Accept, Monsieur, the assurance of my distinguished consideration.
(_Signed_) JUSTIN GODARD
_Monsieur_ PIATT ANDREW
RÉPUBLIQUE FRANÇAISE
_Chambre des Députés_
_Paris, le 6 août 1915_
_Monsieur le Directeur,--_
J'ai l'honneur de vous remercier, au nom de la Commission d'Hygiène publique, des soins éclairés et dévoués que l'Ambulance Américaine prodigue à nos blessés de Pont-à-Mousson.
Dans les tristes heures que nous vivons, il nous est particulièrement doux de savoir que des mains amies s'empressent autour de ceux des nôtres qui si courageusement versent leur sang pour la défense de notre Pays.
Veuillez agréer, Monsieur le Directeur, l'assurance de ma haute considération.
(Signé) LE PRÉSIDENT DR. H. DOIZY
DR. H. DOIZY _Maison de Convalescence_ SARCELLES (Seine et Oise)
[TRANSLATION]
RÉPUBLIQUE FRANÇAISE
_Chamber of Deputies_
_Paris, 6 August, 1915_
_Monsieur le Directeur,--_
I have the honor to thank you, in the name of the Commission of Public Health, for the enlightened and devoted attention which the American Ambulance is lavishing upon our wounded at Pont-à-Mousson.
In the distressing hours that we are passing through, it is particularly sweet to us to know that friendly hands are zealously employed about those of our troops who are shedding their blood so fearlessly in defence of our country.
Pray accept, Monsieur le Directeur, the assurance of my distinguished consideration.
(_Signed_) THE PRESIDENT DR. H. DOIZY
DR. H. DOIZY _Convalescents' Home_ SARCELLES (Seine et Oise)
_Détachement d'Armée de Belgique_
_État-Major_
_1{er} Bureau_
_Au Q. G. le 5 mai 1915_
Le Général PUTZ, Commandant le Détachement d'Armée de Belgique,
à Monsieur ANDREW, Inspecteur du Service des Ambulances de l'Hôpital Américain
_Monsieur_,--
Mon attention a été appelée sur les précieux services rendus au détachement d'Armée de Belgique par la Section Sanitaire Automobile Américaine qui lui est attachée.
Cette Section a du, en effet, concurremment avec la Section Anglaise, assurer l'évacuation d'Elverdinghe sur Poperinghe de nombreux militaires blessés au cours des récents combats.

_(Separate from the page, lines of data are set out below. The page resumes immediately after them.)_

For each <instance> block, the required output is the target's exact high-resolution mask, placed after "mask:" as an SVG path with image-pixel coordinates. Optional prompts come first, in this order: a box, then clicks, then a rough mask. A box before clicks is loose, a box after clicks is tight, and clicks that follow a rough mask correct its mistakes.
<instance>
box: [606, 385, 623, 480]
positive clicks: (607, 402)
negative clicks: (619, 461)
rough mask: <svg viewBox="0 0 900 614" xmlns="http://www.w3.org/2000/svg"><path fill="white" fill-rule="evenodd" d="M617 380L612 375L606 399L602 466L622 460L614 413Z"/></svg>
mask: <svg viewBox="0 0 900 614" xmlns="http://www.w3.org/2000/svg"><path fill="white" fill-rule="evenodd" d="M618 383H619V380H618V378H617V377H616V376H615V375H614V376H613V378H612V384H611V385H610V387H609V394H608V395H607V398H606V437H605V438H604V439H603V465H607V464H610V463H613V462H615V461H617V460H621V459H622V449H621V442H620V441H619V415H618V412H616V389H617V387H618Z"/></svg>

Malgré le bombardement d'Elverdinghe, des routes qui y accèdent, et de l'Ambulance même, cette évacuation s'est effectué nuit et jour, sans interruption, et dans d'excellentes conditions de promptitude et de régularité.
Je ne saurais trop louer le courage et le dévouement dont a fait preuve le personnel de la Section et je vous serais obligé de vouloir bien lui transmettre mes félicitations et mes remerciements pour l'effort physique considérable qu'il a si généreusement consenti, et les signalés services qu'il a rendus.
Veuillez agréer, Monsieur, l'expression de ma considération très distinguée.
(Signé) PUTZ
[TRANSLATION]
_Detachment of the Army of Belgium_
_Staff_
_1{st} Bureau_
_Headquarters, 5 May, 1915._
General PUTZ, Commanding the Detachment of the Army of Belgium, to Monsieur ANDREW, Inspector of the Ambulance Service of the American Hospital.
_Monsieur_,--
My attention has been called to the valuable services rendered to this army by the American Automobile Sanitary Section, which is attached to it.
This Section did, in fact, in conjunction with the English Section, safeguard the removal from Elverdinghe to Poperinghe of numerous soldiers wounded in recent battles. Despite the bombardment of Elverdinghe, of the roads leading to it, and of the Ambulance itself, this removal was proceeded with, night and day, without interruption, and with particular efficiency as to speed and regularity.